BeJUG talk, NoSQL with Hadoop and Hbase, Steven Noels

Notes are a little bit cryptic, but still…

NoSQL with HBase and Hadoop, Steven Noels, Bejug 17.06.2010

Intro

“An evolution drive by pain”
Various types of databases, standardized to RDBMS, further simplified to ORM frameworks

We are now living in a world with massive data stores, with caching, denormalization, sharding, replication,… There came a need to rething the problem, resulting in NoSQL.

Four trends:
– data size, every two years more data is created than existed before
– connectedness, more and more linking between data
– semi-structure,
– architecture, from single client for data, to multiple applications on data (make the db an integration hub), to decoupled services with their own back-end (not mentioned, but the next step will be integration of the back-ends)

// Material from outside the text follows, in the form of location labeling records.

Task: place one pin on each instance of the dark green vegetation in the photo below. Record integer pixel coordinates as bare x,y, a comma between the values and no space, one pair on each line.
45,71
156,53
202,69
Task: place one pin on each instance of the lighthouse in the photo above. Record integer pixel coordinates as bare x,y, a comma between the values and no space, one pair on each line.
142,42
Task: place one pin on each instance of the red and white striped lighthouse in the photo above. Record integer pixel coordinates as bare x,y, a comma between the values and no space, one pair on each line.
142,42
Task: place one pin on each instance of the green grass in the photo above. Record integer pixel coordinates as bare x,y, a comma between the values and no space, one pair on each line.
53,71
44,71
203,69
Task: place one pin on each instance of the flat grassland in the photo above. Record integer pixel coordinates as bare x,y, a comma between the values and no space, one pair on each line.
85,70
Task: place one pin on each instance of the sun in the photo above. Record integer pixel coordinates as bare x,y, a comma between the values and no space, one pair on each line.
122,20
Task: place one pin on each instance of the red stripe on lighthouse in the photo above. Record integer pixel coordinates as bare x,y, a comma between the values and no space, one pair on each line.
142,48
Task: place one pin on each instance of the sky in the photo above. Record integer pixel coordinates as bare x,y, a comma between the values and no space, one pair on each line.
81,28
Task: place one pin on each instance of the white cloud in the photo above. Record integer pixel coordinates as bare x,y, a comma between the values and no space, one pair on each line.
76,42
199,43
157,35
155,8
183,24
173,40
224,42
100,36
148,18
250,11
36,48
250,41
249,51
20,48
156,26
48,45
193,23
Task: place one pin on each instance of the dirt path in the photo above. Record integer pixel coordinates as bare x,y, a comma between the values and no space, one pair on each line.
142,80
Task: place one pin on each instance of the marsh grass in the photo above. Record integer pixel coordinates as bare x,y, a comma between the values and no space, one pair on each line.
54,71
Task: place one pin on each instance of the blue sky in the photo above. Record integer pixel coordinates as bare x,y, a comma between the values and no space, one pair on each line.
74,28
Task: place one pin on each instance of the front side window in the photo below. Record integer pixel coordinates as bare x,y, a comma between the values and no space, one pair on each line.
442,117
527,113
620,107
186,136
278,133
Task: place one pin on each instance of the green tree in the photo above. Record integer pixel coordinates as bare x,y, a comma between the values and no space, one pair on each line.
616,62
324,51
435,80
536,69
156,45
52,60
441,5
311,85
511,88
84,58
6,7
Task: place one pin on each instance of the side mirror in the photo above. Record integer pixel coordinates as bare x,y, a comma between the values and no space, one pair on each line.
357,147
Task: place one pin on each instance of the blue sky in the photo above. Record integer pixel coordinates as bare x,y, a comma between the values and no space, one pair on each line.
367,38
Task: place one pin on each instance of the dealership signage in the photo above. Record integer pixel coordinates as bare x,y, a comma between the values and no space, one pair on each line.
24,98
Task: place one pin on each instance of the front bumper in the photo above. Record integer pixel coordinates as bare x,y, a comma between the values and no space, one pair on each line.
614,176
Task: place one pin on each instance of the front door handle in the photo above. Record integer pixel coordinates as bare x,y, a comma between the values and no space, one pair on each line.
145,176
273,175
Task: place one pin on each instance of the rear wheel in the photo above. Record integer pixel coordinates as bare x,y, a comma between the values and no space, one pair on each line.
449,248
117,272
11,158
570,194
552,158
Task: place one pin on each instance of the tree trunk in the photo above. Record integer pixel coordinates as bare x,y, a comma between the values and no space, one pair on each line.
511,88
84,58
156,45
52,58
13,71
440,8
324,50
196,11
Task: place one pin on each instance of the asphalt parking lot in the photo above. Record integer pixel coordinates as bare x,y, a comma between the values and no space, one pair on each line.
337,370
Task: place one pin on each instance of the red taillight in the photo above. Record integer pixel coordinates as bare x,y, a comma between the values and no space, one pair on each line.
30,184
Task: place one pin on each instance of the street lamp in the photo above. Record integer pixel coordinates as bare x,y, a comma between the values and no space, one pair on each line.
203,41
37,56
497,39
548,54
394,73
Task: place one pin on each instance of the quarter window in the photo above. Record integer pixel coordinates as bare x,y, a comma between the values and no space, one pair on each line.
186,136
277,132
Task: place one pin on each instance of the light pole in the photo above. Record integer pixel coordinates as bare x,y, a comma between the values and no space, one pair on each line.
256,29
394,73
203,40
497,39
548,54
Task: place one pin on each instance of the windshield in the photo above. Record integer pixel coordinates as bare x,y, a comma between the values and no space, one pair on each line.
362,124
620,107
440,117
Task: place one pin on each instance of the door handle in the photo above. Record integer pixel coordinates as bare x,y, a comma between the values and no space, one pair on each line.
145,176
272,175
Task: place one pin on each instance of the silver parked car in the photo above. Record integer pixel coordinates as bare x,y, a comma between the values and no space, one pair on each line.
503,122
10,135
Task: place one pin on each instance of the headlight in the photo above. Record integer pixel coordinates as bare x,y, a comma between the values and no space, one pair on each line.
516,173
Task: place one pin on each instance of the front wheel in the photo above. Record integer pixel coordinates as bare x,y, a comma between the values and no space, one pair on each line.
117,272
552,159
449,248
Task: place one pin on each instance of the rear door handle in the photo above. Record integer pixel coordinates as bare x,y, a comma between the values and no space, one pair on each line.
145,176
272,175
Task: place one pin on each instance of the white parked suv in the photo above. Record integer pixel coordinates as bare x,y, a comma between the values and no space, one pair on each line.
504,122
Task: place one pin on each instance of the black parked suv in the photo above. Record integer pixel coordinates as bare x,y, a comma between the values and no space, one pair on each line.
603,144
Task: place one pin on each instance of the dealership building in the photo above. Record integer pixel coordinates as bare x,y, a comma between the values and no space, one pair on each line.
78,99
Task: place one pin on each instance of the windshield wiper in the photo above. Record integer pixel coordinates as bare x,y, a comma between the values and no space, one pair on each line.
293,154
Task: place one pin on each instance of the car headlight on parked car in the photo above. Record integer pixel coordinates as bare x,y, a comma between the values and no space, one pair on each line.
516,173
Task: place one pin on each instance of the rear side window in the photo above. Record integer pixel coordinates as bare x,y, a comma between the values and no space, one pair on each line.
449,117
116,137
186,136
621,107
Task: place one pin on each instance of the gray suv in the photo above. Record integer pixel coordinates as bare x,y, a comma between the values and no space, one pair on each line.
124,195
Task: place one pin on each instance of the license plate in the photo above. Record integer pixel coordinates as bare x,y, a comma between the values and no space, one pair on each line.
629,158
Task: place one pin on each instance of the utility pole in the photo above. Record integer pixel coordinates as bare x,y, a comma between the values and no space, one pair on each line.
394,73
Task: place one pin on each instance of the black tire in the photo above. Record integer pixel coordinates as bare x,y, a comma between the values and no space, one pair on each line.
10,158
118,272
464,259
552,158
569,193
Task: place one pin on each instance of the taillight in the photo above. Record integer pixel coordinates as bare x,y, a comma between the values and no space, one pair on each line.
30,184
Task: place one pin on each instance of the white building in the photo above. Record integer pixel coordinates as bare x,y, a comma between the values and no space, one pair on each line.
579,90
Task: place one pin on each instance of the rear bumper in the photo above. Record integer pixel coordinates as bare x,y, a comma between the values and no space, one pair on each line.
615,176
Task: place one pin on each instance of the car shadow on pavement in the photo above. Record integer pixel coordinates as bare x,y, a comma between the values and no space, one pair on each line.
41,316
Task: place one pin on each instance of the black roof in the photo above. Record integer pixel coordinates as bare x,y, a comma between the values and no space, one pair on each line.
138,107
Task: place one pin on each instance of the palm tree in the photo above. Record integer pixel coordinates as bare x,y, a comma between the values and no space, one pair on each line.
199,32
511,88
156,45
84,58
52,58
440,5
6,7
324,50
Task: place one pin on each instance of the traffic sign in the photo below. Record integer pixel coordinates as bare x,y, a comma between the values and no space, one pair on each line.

Data management was a cost (hardware, DBA, infrastructure people, DB licenses,…)
Moving to considering data as an opportunity to learn about your customers, so you should capture as much as you can.

It is a Cambrian explosion (lot’s of evolution/new species, but only the tough/best will survive):
HBase, Cassandra, CouchDB, neo4j, riak, Redis, MongoDB,…

Some solutions may no longer exist in a couple of years, and some will become better and popular.

Common themes:
– scale, sscale, scale
– new data models
– devops, more interaction between developers, dba, infrastructure
– N-O-SQL, not only SQL
– cloud: technology is of no interest any more

New data:
– Sparse structures
– weak schemas
– graphs
– semi-structures
– document oriented

NoSQL
– not a movement
– not ANSI NoSQL-2010, there is no standard and it not expected there soon will be
– not one size fits all
– not (necessarily) anti-RDBMS
– not a silver bullet

NoSQL is pro choice

Use NoSQL for…
– horizontal scale (out instead of up)
– unusually common data (free structured)
– speed (especially for writes)
– the bleeding edge

Use SQL/RDBMs for…
– SQL
– ACID
– normalization
– a defined liability

Theory

See also Google Bigtable and Amazon Dynamo papers, Eric Brewer’s CAP theorem
discuss NoSQL papers : nosqlsummer.org

Dynamo: coined the term “eventual consistency”, consistent hashing
Bigtable: multi-dimensional column oriented database, on top of GoogleFileSystem, object versioning
CAP: you can only have two out of three of “string consistency”, “high availability”, “partition tolerance”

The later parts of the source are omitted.